Recently, an interesting strategy was reported to co-deliver paclitaxel and TS in chitosan derivative polymeric micelles to SK-OV3 ovarian carcinoma cell line (89). The incorporation of TS into paclitaxel-loaded micelles produced smaller particles with significant higher stability during storage without affecting the entrapment efficiency of paclitaxel into the copolymer. In addition, cell cytotoxicity studies demonstrated the cytotoxic effect of TS that acted synergistically with paclitaxel, which represented a new combinatory strategy for efficient delivery and efficacy (89).
CONCLUSIONS
In this review, we have described the anticancer activity of vitamin E isoforms and factors affect their body disposition and oral bioavailability. While several factors contribute to their low bioavailability, poor absorption of vitamin E isoforms across the intestinal membrane has been reported to play important role in determining this low bioavailability. The oral absorption of tocopherols and tocotrienols into the blood circulation is mediated, in large part, by transport proteins, mainly SR-B1 and NPC1L1, which display saturation when exposed to high concentrations. To improve their systemic bioavailability, delivery systems that could successfully enhance the passive permeability of tocopherols and tocotrienols, and minimize the carrier-mediated transport processes were developed. In addition to SR-B1 and NPC1L1, it is expected that intestinal and hepatic function of ABCA1 to play important role in regulating α-tocopherol, and possibly other isoforms, plasma levels, and thus bioavailability.

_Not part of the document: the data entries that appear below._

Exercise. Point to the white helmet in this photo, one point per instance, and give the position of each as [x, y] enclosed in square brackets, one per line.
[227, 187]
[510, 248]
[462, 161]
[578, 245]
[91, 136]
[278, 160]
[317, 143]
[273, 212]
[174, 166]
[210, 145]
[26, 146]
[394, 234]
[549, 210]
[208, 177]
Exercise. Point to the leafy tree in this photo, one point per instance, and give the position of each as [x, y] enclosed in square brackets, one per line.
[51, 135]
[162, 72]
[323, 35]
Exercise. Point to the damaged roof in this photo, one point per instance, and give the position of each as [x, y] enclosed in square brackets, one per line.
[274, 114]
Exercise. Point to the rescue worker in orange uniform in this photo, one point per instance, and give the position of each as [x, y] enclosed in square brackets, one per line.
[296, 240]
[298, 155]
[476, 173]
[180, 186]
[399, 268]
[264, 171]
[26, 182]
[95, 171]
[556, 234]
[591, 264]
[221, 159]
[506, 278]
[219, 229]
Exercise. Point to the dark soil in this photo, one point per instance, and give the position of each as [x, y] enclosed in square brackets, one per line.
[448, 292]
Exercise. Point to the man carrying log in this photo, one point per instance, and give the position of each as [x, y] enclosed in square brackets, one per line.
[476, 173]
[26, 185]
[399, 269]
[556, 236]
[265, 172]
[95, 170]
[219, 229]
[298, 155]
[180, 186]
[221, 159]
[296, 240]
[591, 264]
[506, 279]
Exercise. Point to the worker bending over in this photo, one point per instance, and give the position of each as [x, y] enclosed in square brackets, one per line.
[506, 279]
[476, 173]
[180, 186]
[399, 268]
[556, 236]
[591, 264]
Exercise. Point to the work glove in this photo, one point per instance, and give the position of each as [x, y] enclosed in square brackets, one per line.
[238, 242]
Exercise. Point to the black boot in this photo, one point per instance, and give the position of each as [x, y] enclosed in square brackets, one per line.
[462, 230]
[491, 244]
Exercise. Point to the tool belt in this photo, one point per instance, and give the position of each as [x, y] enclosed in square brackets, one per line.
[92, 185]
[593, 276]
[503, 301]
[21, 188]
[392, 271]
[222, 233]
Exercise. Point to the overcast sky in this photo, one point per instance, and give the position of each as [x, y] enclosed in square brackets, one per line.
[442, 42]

In addition, examples of the potential benefit of vitamin E derivative-based delivery systems and/or in combination with chemotherapeutic agents in the treatment of cancer have been described both in vitro and when available in vivo. These examples clearly illustrate the promise of vitamin E isoforms and derivatives as novel anticancer treatments in the future. However, several challenges remain yet to be resolved to speed up their utilization as anticancer therapeutics. Example of these challenges is the low systemic bioavailability of vitamin E isoforms, which is considered a major issue to maintain their blood concentrations within therapeutic levels for cancer prevention and/or treatment. Thus, efficient drug-delivery systems are essential to deliver the right concentrations of these isoforms. In addition, there is a need for well-controlled clinical studies to investigate the effect of vitamin E isoforms in various cancer types, the clinical relevant doses and therapeutic concentrations, the concentrations of vitamin E isoforms in tumor tissues, and the mechanisms involved in the uptake of vitamin E isoforms into these tumor tissues.